Despite the difficulties, people in Gaza carry on with their lives. They find solace and redemption in a variety of a activities. The two Irish directors follow individuals as they dream and search for a meaning in their lives. A female teen plays the cello. A young woman wants to study international law abroad. Boys compete in sports. A man disabled (following an Israeli shooting) raps. Others have already allowed their dreams to die. We learn of a man who has played backgammon for the past 20 years.
Life is Gaza is like a car with flat tyres stuck in the mud. It moves neither forwards nor backwards. The majority of Palestinians in Gaza were born under Israeli occupation and have only seen their life deteriorate since. The prospects are daunting. The future does not look bright. Finding the will to carry on is very difficult. Oppression also comes from the inside: a middle-aged woman argues that Gaza was very liberal when she was young, when most women shunned the hijab. She regrets that the society has become so conservative since (something the film does not to explore in more detail).
We also learn that Israel dismantled settlements in the Gaza Strip in 2005, that Hamas was democratically elected in 2007, and have since ruled the territory. Israel has repeatedly attacked Gaza since. Nearly 2,200 Palestinians were killed in the summer of 2014, when the latest war broke out. A young boy aged just seven has already witnessed at least two wars. A parent questions whether they should have brought children into such world.
The images are fascinating to watch. The locals are charismatic and eloquent, and the joi-de-vivre at the face of adversity is indeed remarkable. The vast concrete jungle from above. The dark smoke from the bombs and the dark waves from the Mediterranean both prepared to swallow these vulnerable people. There’s poetry in the chaos of war. I have little doubt that some will describe this as poverty porn, but I prefer to see this as a denunciation tool and also the register of a people who have to find soul and beauty in the most precarious of places.
The image of a girl with a cello on the debris (above) is remarkably powerful. But it also has “Titanic” written all over it. The fiddler who refuses to abandon the sinking ship. I’d like to think that international pressure will eventually pile up and the state of Israel will be held accountable for its criminal activities, and Palestine will enjoy freedom and sovereignty. I hope that Gaza will not sink to the bottom of the sea.

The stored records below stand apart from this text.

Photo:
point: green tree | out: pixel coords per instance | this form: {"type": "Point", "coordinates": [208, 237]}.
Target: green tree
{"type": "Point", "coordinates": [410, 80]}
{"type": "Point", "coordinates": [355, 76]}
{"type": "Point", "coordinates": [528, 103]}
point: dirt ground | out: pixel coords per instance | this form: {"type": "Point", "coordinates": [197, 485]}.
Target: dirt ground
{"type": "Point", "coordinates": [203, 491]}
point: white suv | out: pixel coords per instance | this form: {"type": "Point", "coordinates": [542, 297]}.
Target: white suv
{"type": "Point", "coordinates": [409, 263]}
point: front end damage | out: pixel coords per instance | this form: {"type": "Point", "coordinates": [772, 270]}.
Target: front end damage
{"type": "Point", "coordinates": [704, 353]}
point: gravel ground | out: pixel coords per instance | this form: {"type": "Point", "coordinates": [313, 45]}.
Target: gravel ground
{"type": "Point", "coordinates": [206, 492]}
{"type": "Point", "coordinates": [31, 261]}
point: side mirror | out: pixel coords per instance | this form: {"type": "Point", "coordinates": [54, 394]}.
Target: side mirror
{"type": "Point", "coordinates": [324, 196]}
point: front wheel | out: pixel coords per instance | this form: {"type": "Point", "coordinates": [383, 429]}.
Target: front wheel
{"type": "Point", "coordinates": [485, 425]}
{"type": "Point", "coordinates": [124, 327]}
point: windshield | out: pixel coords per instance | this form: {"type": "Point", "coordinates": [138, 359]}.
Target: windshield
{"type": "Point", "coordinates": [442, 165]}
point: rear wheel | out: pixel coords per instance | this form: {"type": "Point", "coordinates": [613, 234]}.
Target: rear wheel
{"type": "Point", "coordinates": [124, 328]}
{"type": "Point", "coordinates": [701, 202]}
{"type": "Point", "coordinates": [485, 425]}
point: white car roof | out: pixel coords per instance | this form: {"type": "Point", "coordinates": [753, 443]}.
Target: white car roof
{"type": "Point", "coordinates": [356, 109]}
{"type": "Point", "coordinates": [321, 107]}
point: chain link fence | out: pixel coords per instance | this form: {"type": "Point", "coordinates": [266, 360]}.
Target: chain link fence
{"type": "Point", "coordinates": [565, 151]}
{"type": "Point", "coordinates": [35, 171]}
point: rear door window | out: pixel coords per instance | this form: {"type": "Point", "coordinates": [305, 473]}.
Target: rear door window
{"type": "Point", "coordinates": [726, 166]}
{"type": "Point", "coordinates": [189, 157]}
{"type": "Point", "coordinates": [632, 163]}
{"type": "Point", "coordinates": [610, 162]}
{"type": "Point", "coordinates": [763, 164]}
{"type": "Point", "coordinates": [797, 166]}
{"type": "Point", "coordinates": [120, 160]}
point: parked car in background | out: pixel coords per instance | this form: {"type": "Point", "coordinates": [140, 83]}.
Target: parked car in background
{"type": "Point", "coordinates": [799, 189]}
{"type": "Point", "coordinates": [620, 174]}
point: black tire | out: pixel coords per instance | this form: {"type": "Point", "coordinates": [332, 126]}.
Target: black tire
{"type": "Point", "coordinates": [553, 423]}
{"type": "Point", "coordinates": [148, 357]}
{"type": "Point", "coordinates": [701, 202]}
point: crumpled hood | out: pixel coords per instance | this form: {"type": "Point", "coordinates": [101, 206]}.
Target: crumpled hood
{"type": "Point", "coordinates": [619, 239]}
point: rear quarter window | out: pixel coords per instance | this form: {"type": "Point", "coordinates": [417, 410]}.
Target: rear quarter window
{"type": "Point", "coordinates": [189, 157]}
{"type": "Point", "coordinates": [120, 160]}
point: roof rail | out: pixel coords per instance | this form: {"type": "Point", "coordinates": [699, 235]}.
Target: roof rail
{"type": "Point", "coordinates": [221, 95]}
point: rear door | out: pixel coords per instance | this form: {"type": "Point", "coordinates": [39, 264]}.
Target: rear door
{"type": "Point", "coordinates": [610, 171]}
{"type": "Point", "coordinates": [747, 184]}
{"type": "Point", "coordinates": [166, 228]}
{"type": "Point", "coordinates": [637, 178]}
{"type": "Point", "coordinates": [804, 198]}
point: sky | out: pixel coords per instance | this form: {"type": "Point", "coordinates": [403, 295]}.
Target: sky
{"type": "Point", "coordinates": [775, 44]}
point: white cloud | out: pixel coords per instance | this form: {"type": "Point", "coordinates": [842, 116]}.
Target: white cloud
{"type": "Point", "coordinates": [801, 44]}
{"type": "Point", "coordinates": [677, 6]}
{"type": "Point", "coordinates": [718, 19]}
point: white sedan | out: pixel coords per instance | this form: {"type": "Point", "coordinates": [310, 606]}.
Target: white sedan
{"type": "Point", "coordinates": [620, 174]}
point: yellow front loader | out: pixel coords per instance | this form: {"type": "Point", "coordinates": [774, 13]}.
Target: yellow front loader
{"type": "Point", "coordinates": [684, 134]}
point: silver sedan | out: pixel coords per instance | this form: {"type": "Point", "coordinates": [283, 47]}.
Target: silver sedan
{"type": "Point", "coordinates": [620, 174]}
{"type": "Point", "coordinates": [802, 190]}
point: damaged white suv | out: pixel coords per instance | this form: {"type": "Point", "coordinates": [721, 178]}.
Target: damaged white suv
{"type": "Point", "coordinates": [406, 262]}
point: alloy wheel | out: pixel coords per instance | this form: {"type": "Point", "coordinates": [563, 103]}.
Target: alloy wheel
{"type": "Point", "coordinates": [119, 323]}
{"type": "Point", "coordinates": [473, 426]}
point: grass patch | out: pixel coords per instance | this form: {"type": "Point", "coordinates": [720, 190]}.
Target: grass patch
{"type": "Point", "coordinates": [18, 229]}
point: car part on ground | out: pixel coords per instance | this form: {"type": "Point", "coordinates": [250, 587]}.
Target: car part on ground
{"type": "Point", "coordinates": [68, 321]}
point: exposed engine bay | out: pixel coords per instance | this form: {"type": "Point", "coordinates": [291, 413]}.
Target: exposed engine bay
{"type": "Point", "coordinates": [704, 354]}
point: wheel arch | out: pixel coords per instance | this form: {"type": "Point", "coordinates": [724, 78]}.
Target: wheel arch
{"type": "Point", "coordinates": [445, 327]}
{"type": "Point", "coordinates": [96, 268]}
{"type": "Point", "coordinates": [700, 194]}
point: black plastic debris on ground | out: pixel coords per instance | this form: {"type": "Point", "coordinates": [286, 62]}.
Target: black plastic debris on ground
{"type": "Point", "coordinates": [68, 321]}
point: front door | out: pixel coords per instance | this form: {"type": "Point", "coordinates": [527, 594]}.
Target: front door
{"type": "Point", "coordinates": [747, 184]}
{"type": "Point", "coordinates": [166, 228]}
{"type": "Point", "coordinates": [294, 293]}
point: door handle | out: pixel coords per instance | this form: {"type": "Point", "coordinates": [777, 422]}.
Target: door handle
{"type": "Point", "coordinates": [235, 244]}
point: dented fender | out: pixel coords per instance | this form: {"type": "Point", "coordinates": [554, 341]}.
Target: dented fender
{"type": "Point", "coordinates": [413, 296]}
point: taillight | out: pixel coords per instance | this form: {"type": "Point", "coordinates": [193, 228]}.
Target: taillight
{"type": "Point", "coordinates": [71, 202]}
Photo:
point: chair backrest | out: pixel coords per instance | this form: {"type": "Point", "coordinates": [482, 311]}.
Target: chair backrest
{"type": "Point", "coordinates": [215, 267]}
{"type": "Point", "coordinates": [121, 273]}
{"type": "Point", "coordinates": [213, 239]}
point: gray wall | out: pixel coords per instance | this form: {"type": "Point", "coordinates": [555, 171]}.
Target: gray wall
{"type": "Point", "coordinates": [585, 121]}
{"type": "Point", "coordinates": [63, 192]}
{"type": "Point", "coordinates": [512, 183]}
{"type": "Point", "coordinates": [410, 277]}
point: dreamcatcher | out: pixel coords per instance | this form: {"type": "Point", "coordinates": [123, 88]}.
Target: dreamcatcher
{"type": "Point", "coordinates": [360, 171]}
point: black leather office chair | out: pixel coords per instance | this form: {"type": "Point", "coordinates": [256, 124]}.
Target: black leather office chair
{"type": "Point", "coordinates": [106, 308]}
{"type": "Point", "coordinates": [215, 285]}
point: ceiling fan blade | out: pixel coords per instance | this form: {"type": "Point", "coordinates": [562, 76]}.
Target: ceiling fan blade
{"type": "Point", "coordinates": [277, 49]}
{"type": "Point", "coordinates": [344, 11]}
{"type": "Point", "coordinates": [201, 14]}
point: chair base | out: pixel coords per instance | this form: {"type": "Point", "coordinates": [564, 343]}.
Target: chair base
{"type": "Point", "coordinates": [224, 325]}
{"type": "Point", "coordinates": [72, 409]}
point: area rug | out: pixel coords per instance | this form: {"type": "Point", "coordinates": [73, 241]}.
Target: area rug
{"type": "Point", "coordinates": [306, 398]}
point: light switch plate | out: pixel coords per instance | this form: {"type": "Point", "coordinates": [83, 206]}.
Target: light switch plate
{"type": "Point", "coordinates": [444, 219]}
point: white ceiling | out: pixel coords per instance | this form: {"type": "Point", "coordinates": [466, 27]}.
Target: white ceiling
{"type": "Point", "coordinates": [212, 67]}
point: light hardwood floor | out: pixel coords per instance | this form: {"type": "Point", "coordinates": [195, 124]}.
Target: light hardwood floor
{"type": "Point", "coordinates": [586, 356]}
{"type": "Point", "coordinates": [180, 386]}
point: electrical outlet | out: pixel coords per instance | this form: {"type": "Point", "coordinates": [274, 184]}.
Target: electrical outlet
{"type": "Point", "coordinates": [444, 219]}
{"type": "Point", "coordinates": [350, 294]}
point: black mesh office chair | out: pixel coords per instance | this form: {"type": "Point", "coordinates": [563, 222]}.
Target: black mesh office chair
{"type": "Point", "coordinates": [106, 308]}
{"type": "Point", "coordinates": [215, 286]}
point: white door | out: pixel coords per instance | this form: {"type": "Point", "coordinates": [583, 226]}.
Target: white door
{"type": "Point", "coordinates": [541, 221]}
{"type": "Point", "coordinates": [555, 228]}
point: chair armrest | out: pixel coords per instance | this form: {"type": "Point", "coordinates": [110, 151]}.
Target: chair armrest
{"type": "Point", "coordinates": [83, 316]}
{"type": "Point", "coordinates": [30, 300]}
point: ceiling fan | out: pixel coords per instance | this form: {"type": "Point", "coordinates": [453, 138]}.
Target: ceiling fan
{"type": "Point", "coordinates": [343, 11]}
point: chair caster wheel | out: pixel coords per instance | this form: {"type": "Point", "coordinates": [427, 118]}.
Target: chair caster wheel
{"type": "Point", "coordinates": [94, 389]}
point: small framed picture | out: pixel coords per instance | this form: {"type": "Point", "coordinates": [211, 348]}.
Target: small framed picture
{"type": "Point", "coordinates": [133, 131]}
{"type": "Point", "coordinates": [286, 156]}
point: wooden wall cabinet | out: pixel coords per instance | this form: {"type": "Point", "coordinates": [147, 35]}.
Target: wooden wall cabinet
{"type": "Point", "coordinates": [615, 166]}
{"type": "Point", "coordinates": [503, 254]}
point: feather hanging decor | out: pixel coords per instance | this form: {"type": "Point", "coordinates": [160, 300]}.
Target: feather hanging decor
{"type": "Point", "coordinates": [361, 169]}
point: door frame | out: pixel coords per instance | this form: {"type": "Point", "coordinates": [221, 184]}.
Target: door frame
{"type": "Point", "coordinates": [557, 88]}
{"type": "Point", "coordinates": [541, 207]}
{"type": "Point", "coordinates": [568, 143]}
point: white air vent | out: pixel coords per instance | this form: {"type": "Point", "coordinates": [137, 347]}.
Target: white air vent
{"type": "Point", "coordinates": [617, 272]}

This Irish-German-Canadian production does not, however, investigate the nuts and bolts of the fractious political landscape. For example, we never learn what Hamas has achieved since coming to power in 2007, the role of Netanyahu is the massive strikes against Gaza (and Palestine as a whole), and so on. Instead, Gaza is a collage of beautiful lives against a very ugly backdrop.
Gaza is out in cinemas across the UK on Friday, August 8th. On VoD in April, 2020.